Review: Wild Dot Plant-based Watercolour Paint

Singapore-based Wild Dot is founded by Shirin and Liz and they sell watercolour paint made from plants.

I was surprised to see that the paint came pans cut out from a wooden block. If you take a look at their Etsy shop, they actually use a beer(?) bottle cap as a pan to hold the paint.

Main thing you need to know about plant-based watercolour paint is they are organic and lightfast quality is not going match mineral, inorganic or synthetic paint.

The colours here are Blue Pea, Mahogany Sienna and Lemongrass Yellow.

The colours look nice but certainly not as vibrant compared to watercolour from well-known brands.

This is the gray you can mixed with the blue and brown.

The colours are transparent and good for painting over pen and ink.

I did not test the lightfast quality, but since these are organic paint, lightfast will be a concern. Using these colours in sketchbooks should be fine but they are definitely not suitable for display art.

Since the colours don't have high tinting strength, it's difficult to mix intense or dark colours.

The paint do dissolve quite readily with water, and are easy to mix with. The paint don't granulate so those texture you see are actually from the coldpress watercolour paper.

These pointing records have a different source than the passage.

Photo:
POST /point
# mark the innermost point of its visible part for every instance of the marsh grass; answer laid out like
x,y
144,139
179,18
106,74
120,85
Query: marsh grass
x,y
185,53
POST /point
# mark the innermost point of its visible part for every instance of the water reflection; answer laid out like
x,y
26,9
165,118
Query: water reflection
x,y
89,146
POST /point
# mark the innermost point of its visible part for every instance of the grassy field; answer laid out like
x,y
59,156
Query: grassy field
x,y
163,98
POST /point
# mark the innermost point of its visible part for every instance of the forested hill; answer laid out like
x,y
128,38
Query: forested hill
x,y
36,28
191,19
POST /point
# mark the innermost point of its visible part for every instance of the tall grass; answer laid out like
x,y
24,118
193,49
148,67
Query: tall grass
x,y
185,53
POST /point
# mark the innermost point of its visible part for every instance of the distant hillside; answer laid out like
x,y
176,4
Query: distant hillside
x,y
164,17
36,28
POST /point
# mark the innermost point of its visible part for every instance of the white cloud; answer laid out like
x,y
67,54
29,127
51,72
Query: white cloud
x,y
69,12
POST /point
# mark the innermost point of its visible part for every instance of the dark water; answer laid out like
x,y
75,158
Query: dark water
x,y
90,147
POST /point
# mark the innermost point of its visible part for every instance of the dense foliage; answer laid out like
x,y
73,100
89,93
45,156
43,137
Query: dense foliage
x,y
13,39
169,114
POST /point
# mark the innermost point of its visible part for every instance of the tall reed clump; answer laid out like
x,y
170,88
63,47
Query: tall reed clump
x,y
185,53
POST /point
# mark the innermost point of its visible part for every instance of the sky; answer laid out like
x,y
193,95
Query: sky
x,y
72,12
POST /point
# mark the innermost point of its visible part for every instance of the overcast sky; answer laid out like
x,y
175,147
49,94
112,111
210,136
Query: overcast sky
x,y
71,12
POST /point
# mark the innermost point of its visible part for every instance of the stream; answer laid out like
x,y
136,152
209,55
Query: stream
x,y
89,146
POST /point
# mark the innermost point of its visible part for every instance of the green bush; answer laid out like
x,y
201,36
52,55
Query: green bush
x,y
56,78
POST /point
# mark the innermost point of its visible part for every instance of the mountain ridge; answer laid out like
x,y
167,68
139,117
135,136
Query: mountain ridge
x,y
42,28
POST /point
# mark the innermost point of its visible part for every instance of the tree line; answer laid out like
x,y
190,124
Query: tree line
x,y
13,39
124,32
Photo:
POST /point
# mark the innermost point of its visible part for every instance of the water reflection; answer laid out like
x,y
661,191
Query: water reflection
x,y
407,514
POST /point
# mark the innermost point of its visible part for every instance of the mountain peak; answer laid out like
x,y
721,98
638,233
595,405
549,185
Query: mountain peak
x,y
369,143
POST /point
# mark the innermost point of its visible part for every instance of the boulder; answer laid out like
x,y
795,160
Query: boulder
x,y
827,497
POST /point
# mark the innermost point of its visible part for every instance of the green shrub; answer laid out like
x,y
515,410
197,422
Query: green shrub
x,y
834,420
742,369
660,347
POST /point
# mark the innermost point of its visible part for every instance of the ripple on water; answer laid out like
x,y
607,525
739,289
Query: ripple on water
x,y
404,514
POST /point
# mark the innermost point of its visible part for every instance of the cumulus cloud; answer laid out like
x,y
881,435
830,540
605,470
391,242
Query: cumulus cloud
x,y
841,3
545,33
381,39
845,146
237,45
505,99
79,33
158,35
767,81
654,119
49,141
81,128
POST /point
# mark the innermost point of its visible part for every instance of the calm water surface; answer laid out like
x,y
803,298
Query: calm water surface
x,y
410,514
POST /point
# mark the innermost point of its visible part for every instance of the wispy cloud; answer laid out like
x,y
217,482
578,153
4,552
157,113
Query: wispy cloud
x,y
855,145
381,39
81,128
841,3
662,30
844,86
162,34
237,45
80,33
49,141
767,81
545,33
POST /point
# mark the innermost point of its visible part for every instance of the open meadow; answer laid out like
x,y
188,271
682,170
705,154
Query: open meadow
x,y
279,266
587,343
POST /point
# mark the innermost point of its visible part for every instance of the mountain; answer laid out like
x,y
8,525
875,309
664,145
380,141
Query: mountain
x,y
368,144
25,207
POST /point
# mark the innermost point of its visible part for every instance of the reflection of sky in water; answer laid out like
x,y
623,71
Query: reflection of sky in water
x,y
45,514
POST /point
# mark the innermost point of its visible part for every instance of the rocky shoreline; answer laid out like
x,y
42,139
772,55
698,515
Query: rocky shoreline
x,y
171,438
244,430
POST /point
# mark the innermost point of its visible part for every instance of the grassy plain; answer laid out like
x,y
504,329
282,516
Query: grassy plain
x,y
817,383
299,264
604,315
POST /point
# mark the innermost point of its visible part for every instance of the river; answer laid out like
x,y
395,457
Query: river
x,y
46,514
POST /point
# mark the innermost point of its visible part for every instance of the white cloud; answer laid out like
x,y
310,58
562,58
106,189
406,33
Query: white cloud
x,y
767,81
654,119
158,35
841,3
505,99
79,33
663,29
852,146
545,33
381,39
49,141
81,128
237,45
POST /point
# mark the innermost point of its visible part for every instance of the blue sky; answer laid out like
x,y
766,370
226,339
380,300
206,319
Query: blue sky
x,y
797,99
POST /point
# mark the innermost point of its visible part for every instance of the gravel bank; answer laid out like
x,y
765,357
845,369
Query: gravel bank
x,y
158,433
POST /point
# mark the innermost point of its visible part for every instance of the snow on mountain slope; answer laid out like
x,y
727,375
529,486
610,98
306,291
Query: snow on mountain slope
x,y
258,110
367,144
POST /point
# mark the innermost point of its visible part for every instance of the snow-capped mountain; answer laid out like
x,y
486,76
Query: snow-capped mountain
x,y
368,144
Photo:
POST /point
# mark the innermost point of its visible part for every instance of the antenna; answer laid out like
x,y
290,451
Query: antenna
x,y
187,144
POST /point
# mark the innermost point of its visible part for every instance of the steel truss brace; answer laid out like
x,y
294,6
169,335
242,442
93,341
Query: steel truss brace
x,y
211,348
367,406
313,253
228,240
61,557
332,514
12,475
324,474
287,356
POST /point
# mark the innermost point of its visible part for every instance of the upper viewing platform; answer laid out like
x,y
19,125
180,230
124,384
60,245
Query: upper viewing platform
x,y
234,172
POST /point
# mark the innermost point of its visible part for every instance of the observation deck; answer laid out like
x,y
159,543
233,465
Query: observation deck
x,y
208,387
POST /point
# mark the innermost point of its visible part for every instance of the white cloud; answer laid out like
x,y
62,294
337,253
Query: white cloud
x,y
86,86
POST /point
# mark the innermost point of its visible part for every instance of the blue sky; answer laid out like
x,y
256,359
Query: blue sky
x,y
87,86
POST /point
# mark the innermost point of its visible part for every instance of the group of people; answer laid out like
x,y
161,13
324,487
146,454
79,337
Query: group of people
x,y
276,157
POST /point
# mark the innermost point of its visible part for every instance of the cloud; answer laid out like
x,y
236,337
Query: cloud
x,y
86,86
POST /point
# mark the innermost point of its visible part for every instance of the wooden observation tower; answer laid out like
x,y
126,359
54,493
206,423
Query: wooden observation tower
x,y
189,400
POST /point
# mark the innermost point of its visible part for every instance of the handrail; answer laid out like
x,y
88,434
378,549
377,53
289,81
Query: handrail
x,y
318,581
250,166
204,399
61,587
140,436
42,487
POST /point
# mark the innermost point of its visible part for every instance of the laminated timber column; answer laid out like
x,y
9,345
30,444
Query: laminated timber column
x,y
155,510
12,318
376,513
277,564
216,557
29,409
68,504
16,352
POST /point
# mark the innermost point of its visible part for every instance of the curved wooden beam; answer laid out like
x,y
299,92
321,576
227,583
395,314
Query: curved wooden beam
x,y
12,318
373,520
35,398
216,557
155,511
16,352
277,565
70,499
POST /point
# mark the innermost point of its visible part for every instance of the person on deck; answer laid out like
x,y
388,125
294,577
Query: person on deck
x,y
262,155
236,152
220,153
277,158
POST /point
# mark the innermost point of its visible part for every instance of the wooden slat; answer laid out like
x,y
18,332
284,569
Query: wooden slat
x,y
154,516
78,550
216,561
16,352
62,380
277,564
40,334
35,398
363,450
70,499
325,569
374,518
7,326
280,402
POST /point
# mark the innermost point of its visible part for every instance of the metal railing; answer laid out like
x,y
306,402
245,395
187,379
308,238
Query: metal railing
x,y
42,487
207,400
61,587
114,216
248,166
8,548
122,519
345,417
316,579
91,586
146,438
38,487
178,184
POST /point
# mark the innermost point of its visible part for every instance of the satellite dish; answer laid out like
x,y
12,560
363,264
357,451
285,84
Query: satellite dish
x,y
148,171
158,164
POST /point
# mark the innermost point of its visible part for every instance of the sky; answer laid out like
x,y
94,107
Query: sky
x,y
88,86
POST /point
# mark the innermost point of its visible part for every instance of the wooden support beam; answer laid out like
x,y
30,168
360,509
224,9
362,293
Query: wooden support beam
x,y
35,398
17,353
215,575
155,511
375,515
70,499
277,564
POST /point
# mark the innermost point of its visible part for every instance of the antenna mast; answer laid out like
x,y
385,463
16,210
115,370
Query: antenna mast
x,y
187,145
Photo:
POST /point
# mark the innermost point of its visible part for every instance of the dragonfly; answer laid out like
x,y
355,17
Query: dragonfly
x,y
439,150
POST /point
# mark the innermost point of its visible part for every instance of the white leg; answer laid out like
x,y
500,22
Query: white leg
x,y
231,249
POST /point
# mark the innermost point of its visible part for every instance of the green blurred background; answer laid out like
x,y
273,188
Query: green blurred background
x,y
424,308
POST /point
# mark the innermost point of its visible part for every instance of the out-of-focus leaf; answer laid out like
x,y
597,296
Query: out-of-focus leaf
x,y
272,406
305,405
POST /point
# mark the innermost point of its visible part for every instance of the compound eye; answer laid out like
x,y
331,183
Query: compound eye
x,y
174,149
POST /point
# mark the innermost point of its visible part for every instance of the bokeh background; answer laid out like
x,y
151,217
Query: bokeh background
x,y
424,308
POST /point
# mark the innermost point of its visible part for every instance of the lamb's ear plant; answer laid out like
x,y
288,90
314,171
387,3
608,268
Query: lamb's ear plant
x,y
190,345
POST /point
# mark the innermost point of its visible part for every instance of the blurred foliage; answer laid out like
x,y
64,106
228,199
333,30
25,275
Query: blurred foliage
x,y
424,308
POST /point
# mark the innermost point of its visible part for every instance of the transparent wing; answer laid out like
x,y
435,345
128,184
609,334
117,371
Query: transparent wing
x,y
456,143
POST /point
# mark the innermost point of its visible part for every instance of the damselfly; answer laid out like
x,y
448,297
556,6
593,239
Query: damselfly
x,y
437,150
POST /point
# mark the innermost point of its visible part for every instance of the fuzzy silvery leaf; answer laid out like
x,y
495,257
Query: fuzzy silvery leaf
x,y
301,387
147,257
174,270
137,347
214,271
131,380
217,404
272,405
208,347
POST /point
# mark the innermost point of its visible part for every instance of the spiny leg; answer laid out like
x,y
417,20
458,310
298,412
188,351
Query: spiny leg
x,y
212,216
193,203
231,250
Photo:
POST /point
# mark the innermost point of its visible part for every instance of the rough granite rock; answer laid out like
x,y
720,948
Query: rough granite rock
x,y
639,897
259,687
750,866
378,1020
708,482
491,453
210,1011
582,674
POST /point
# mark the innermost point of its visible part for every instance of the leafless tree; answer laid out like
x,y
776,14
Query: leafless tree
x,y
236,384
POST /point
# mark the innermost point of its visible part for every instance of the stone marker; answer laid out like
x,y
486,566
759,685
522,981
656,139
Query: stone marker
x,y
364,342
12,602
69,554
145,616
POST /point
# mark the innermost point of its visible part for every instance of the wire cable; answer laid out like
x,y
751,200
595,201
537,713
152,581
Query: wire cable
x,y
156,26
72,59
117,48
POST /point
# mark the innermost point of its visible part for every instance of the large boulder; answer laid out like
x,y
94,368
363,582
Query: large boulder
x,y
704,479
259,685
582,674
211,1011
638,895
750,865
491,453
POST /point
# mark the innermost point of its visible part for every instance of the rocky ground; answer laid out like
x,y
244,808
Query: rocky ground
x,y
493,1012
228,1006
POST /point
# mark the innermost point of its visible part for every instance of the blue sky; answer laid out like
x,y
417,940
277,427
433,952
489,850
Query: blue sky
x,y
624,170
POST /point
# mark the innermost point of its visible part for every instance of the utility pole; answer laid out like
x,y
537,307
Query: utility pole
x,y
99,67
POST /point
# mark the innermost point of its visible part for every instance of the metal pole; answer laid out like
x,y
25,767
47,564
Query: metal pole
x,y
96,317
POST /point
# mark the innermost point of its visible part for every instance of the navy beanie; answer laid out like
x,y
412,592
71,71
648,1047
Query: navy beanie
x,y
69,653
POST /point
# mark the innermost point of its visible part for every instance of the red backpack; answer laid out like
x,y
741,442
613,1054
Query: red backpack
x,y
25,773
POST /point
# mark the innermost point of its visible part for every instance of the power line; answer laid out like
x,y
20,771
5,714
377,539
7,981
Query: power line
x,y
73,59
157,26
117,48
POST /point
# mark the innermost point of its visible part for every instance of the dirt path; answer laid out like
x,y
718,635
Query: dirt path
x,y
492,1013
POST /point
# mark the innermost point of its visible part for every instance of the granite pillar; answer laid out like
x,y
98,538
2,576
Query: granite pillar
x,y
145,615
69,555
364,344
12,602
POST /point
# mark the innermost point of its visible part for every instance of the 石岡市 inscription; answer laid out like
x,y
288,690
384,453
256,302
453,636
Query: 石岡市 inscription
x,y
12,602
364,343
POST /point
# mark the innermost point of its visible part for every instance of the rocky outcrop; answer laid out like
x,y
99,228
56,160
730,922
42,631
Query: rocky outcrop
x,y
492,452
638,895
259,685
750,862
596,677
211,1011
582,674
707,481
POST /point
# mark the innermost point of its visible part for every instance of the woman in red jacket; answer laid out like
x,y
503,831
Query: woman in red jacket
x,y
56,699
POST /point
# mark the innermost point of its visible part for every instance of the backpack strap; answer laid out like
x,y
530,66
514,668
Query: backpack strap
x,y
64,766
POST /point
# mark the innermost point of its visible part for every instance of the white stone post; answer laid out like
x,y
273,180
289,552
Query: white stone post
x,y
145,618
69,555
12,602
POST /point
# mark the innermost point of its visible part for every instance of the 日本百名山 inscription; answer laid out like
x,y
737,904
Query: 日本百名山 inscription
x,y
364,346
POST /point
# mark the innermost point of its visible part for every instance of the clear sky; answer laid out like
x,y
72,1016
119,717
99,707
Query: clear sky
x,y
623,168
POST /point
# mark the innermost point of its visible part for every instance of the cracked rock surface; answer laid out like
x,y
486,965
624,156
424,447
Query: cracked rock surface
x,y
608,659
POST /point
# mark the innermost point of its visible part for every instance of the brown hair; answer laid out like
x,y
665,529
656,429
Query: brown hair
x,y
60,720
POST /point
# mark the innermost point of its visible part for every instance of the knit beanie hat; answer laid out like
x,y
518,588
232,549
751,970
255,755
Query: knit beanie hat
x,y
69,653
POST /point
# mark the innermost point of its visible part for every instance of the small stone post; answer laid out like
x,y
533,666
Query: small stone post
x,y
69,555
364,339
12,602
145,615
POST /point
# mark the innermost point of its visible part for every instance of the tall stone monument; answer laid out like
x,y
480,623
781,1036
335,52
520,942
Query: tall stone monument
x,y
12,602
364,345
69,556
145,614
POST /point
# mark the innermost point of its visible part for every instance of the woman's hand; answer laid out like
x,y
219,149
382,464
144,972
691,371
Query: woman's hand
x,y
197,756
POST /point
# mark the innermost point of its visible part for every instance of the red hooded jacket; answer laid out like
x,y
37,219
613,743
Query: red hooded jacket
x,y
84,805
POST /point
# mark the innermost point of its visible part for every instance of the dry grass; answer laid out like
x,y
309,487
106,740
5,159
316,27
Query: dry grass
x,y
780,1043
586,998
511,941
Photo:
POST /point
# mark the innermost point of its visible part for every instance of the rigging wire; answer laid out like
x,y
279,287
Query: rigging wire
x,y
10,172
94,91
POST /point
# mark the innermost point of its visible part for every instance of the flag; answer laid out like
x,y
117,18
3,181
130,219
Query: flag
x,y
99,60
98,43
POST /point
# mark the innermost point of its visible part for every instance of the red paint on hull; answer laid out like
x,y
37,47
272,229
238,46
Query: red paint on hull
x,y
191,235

When I went to read more about the paint, I found out Blue Pea paint was made from flowers of Blue Pea vine, and is used as food colouring too. Mahogany paint was made with horticultural prunings, wood chip. To squeeze colour out of plants and wood must have taken a lot of effort.

At the time of this review, Wild Dot only sells two colours Blue Pea and Mahogany Brown on their Etsy shop. Each pan is priced at S$11.90 (around US $9) and global shipping is calculated separately.

You can read more about the paint or get them at



That is a very high price for

That is a very high price for a gimmick paint of very questionable quality. Such plantbased colors are so inferior to the "regular" kind that I personally would not use them, not even if they came dirt cheap. Which they don't; those are prices for which you could buy high end artist grade paints!

Maybe a good way to look at

Maybe a good way to look at it is that art is more than just the medium? that it's also about where the pigments came from, how it was sourced, and the values that come with it. Maybe it's the process that you paid for, not necessarily the product. In Southeast Asia (or all over Asia), so many art forms are so deeply connected with nature. This paint and the process it went through has something to do with that. I just like the whole idea of it and what they started. If ever I'll buy this product, I will buy the idea that it represents.